Continuous Delivery for Machine Learning (CD4ML)
When it comes to working with data, we rarely know beforehand the right way to derive insights and extract value. Often, it is impossible to know exactly what can be done with data until we start exploring it. This makes it difficult to set expectations and goals for a data project. On top of that, the challenges of real-world data add complexity and toil, and deploying data-driven products is still challenging.

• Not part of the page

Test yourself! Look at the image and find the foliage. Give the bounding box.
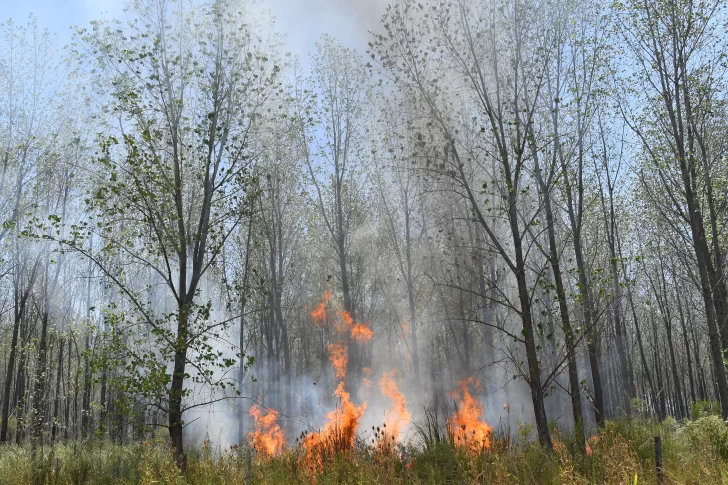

In this full-day workshop, we explore a representative data problem, with all the messiness that one can expect from real-world, non-curated data. By introducing the concepts of Hypothesis-Driven Development and Continuous Delivery for Machine Learning (CD4ML), we’ll teach participants how to develop data science and analysis workflows that enable rapid development and deployment of data science projects with the goal of incremental and continuous improvement. Participants in this workshop can expect to spend much of the day with their hands on the keyboard. We’ve created an example data science application that’s ready for participants to jump in to. It uses real data, an industry-standard toolset, and addresses a typical machine learning task.
We’ll start the morning explaining Hypothesis-Driven Development, including what it is and when to (and when not to) use it, and get our hands dirty with data exploration, feature engineering, and data visualization. Methods and techniques will be suitable for entry-level data science.

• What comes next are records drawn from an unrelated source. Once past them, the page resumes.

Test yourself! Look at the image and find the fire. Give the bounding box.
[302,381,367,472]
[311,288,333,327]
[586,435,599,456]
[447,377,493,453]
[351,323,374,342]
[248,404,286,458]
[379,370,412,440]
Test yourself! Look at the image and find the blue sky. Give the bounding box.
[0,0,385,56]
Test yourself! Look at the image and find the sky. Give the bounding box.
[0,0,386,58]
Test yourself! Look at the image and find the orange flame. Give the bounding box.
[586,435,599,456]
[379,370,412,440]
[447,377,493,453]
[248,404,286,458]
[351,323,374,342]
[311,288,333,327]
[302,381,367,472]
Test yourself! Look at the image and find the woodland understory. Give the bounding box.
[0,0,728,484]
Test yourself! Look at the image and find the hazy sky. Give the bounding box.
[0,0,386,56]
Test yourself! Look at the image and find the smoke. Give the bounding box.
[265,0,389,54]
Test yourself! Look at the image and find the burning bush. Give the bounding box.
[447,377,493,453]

After the lunch break, we’ll introduce the concepts of Continuous Delivery, especially as it applies to scientific computing, and work towards developing our machine learning model in a live productive system. These concepts will be accessible to those who may have limited or no experience in Continuous Delivery environments, and we’ll explore approaches to and benefits of concepts like unit testing, continuous integration, trunk-based development, and more.